Parity check speed the same with and without the nr_requests modification.

Link to comment

I think the issue isn't just the nr_requests setting ... it's likely a combination of that AND the amount of CPU "horsepower" you have.    With a new system with a reasonably powerful CPU it probably doesn't matter.

 

For example, the system I've had the issue with is an old C2SEA based system with a dual-core Pentium E6300 (Passmark 1708).    When I upgraded this system to v6, the parity check took ~ 30% longer than on v5 ... and the CPU % was 90%+ for most of the parity check.    With the nr_requests modification the speed is back to what it was previously ... and the CPU utilization has dropped to the 50% range (and below).

 

I suspect with high-end CPU's the higher number of simultaneous requests are simply not a problem.

 

Begs the question as to why parity syncs and disk rebuilds aren't an issue ... but I suspect that's because of a difference in the way they're done relative to parity checks.    And as to why v5 doesn't have the issue -- I suspect that's simply because the 32-bit OS doesn't generate as many simultaneous requests.

 

Link to comment

Dumb question...  Do we think this setting will improve parity check speeds with the original SASLP card? (and V6)

 

No idea.  Looking at SuperMicro's specs, it IS based on a Marvell chip (Marvell 6480), but I don't know if that has the same issues as the 9480 chip used in the SAS2LP.

 

Very easy to test => just do a parity check (Just run it for perhaps 10 minutes and update the status);  then change the nr_requests values and repeat the process.

 

Link to comment

Dumb question...  Do we think this setting will improve parity check speeds with the original SASLP card? (and V6)

 

It does improve a little for me, back to v5 speed.

 

SASLP with 8 SSDs (MB/s):

 

V5.0.6	V6.0.0	V6.0.1	V6.1.0	V6.1.1	V6.1.2	V6.1.3 	V6.1.3 (nr_reqs=
80.6	72.4	73.3	70.1	71.0	71.3	71.3	80.4

 

Unfortunately the SASLP is somewhat bandwidth limited, so there’s not a big improvement, but in a big array you can gain 1 or 2 hours.

Link to comment

Apparently the most common controllers that have caused this issue are the SAS2LP and the 1430SA ... but I'm sure there are others (perhaps some motherboards that use Marvell secondary controllers to add extra SATA ports).

 

I didn't see any appreciable difference when running the unRAID tunables tester with nr_requests set to 8 versus 128.  I have drives running on the M/B controllers and on 1430SA controllers on my C2SEA-based system.

Link to comment

 

I suspect with high-end CPU's the higher number of simultaneous requests are simply not a problem.

 

 

 

Are you saying someone with a more powerful CPU shouldn't see a parity speed decrease with or without the changes?

 

My average parity speed is pretty slow, but when I perform a speed tests on the individual drives I get pretty good speeds. The slower drives from 112MB/sec to the faster drives around 150MB/sec. I would think a parity check on 4GB would be a lot faster then 15 hours, but I guess the combination of drives I have is holding it back.

 

Last checked on Mon 02 Nov 2015 02:52:59 PM EST (today), finding 0 errors.

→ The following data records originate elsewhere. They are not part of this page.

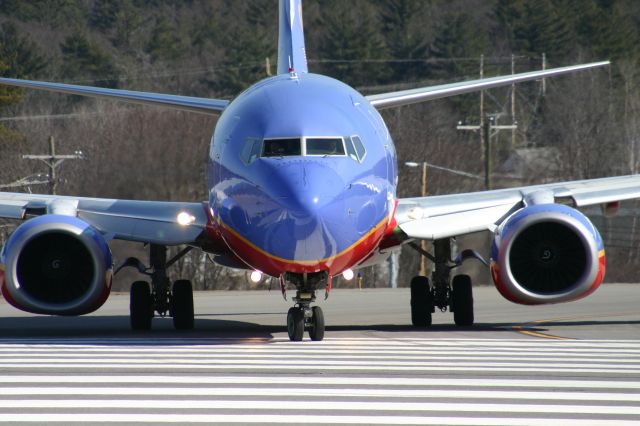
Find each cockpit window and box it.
[305,138,345,155]
[262,138,302,157]
[240,138,262,164]
[347,135,367,163]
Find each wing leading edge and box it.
[395,175,640,240]
[366,61,610,109]
[0,192,208,245]
[0,78,229,114]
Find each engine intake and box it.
[491,204,605,304]
[1,215,112,315]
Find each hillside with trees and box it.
[0,0,640,289]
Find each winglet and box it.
[278,0,309,74]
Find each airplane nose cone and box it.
[265,160,345,261]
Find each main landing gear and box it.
[411,239,479,327]
[280,272,331,342]
[116,244,194,330]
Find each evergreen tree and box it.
[0,0,88,28]
[431,13,488,79]
[145,16,189,61]
[380,0,429,81]
[208,0,277,96]
[0,22,46,105]
[60,32,118,87]
[319,0,389,87]
[495,0,584,61]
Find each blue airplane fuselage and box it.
[208,73,397,276]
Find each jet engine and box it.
[491,204,605,305]
[0,214,113,315]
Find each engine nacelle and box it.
[0,215,113,315]
[491,204,605,305]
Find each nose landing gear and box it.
[285,272,330,342]
[287,292,324,342]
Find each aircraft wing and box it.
[0,78,229,114]
[395,175,640,240]
[0,192,208,246]
[366,61,610,109]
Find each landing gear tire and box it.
[287,307,304,342]
[411,276,433,327]
[171,280,194,330]
[451,275,473,327]
[129,281,153,330]
[309,306,324,341]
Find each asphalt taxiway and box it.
[0,285,640,426]
[0,284,640,339]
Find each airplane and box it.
[0,0,640,341]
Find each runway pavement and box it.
[0,285,640,425]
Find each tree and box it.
[145,16,189,61]
[203,0,277,96]
[60,32,118,87]
[319,0,389,87]
[431,13,488,79]
[495,0,585,59]
[380,0,429,81]
[0,22,46,106]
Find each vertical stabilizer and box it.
[278,0,309,74]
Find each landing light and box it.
[176,212,196,226]
[342,269,354,281]
[251,271,262,283]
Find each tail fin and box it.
[278,0,309,74]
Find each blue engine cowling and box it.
[0,214,113,315]
[491,204,605,305]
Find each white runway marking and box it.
[0,338,640,426]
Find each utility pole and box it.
[511,53,517,149]
[456,114,518,189]
[22,136,84,195]
[456,55,520,189]
[542,52,547,96]
[404,161,429,277]
[478,55,488,161]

Duration: 15 hours, 12 minutes, 48 seconds. Average speed: 73.0 MB/sec

 

These are the drives. All drives sitting on 2 Dell H310 cards.

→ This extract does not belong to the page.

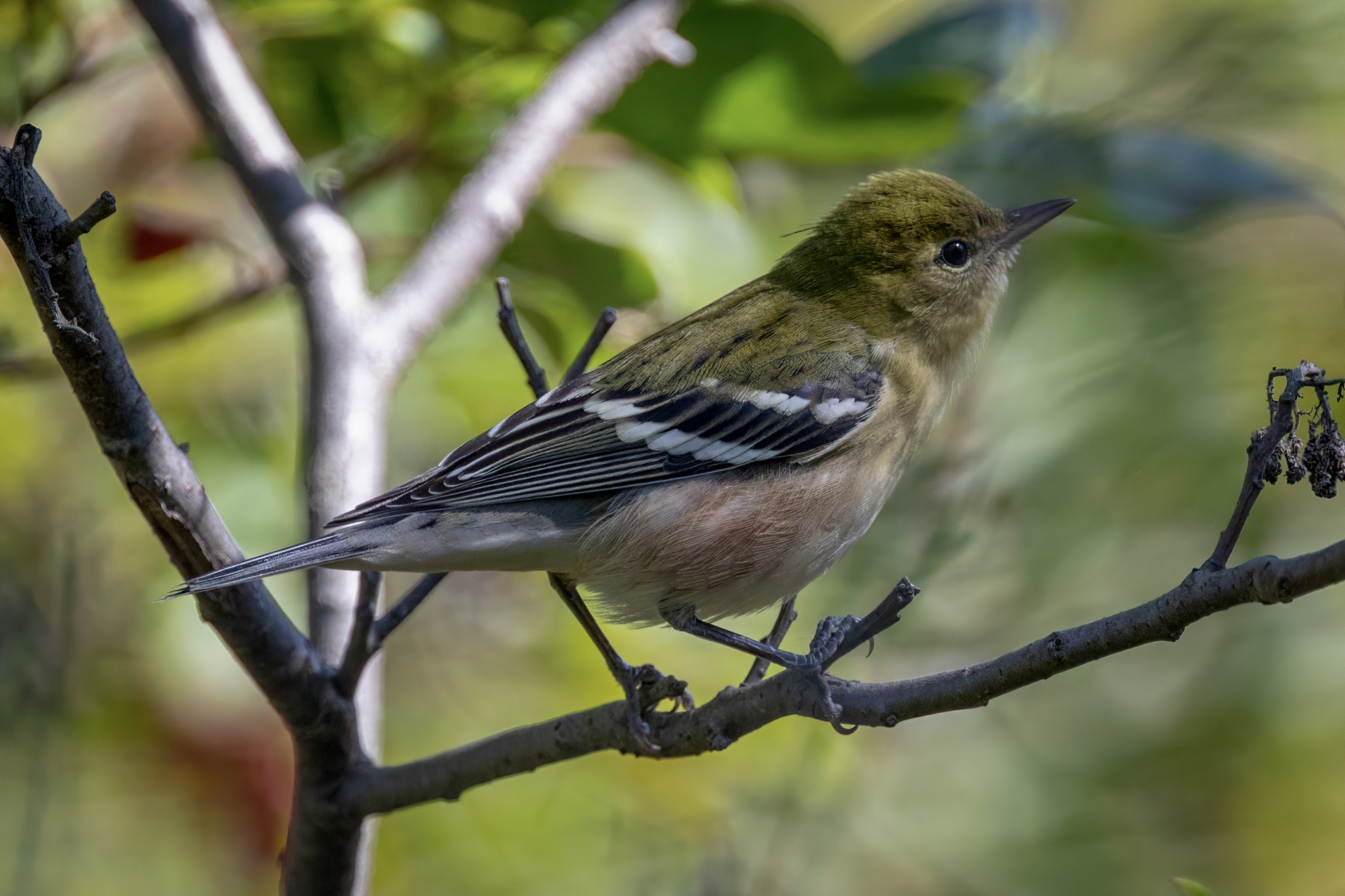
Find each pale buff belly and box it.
[578,458,898,625]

Parity        WDC 4001FAEX-00MJRA0_WD-WCC1F0127613 - 4 TB

Disk 1  WDC_WD2002FAEX-007BA0_WD-WMAWP0099064 - 2 TB

Disk 2  HGST_HDN724040ALE640_PK2338P4HE525C - 4 TB

Disk 3  Hitachi_HDS723020BLA642_MN5220F32HHMJK - 2 TB

Disk 4  HGST_HDN724040ALE640_PK2338P4HEPH8C - 4 TB

Disk 5  Hitachi_HDS723020BLA642_MN1220F30803DD - 2 TB

Disk 6  WDC_WD2002FAEX-007BA0_WD-WMAWP0284322 - 2 TB

Disk 7  HGST_HDN724040ALE640_PK1334PCJY9BRS - 4 TB

Disk 8  WDC_WD4001FAEX-00MJRA0_WD-WCC130263021 - 4 TB

Disk 9  WDC_WD4003FZEX-00Z4SA0_WD-WCC130966733 - 4 TB

Disk 10  HGST_HDN724040ALE640_PK2334PCGYD32B - 4 TB

Disk 11  WDC_WD2001FASS-00U0B0_WD-WMAUR0142521 - 2 TB

Disk 12  WDC_WD2002FAEX-007BA0_WD-WCAY01300087 - 2 TB

Link to comment

No, I'm just suggesting that this could be the reason some are seeing varying results.

 

I think there's clearly SOME issue with v6 and Marvell-based controllers ... but based on various user's reports, the slowdown doesn't seem to be consistent.    Clearly with various chipsets, CPU's, disks, etc. this is to be somewhat expected, but even with very similar systems there are differences => but it does seem that those with faster CPUs are experiencing less slowdown in general (but there are exceptions to that as well).

 

It's difficult to say exactly what the issue is => it's strange that this wasn't a problem with v5;  isn't manifested with parity syncs or drive rebuilds with v6; but has such an impact with v6 parity checks.    What seems clear is that setting nr_requests to 8 resolves the issue for those that are seeing the slowdowns; and doesn't have any negative impact on those that aren't (or on other array operations).

 

The mix of drives is absolutely a major factor in how long a parity check takes => the check can never proceed any faster than the slowest drive that's still involved in the check ... so with older, lower-density drives in the mix, this can be a significant delay.

 

 

 

Link to comment

Does anyone remember that it's not only a slowdown issue? In some configuration parity check with SAS2LP causes a drive to redball and controller to lockup.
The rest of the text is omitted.